For every editor of every newpaper, magazine, and website out there, here’s the deal. Go out and find every single one of these magnificent people. Go find them and tell their story. Until you do that, I don’t want to see or hear another piece that involves the term “real America”, or how some unnamed official is “distressed” at something happening in the White House, or provides a profile of some shitbag neo-Nazi with a self-esteem issue. And until you find all these people, I don’t want to read any Vox or Atlantic columns on “What Harvey says about …”. It’s a catastrophe, not a fucking metaphor.
For those of you wondering why the whole city didn’t evacuate, do you really think that the city was shocked to discover it could be hit by a massive hurricane?
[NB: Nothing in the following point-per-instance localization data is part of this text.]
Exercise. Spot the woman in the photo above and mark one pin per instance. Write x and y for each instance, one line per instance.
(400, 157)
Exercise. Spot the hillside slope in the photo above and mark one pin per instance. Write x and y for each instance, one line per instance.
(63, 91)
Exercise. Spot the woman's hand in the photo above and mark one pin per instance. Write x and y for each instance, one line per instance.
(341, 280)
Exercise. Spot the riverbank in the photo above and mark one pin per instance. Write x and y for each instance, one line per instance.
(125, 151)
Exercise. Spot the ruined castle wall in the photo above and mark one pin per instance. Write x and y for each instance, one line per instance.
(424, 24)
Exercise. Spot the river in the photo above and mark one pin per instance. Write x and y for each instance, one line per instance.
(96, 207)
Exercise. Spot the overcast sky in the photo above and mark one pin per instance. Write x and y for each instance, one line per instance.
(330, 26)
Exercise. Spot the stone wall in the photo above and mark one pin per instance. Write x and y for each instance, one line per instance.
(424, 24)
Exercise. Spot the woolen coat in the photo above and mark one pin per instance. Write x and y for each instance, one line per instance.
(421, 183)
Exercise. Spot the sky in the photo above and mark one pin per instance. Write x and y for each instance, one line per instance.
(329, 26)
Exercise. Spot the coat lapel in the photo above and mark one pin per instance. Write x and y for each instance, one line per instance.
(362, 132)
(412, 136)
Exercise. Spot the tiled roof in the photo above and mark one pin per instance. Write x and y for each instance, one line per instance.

Sheltering in place was not some shoot-from-the-hip wild guess of a strategy. It’s the best of bunch of crappy options. If you want to have a discussion, say a month from now after the worst of this is all over, about whether there are ways to effect an evacuation during the next Harvey-like event, great. Let’s do it. In the meantime, your homework is to devise a plan to evacuate the entire state of Massachusetts subject to the following constraints. (A) you have 48 hours, (B) you can’t use Rhode Island, Connecticut, or New York, and (C) everyone needs shelter for up to 10 days. Go.
If you read this far, thanks. It was a self-indulgent brain dump from someone with exactly zero problems right now. I should be outside finding a better way to help than generating a blog post. If you have a mind to help, one charity that my wife has been involved with, and does a great job locally, is the Houston Food Bank. Go there, give them money. Let them feed people.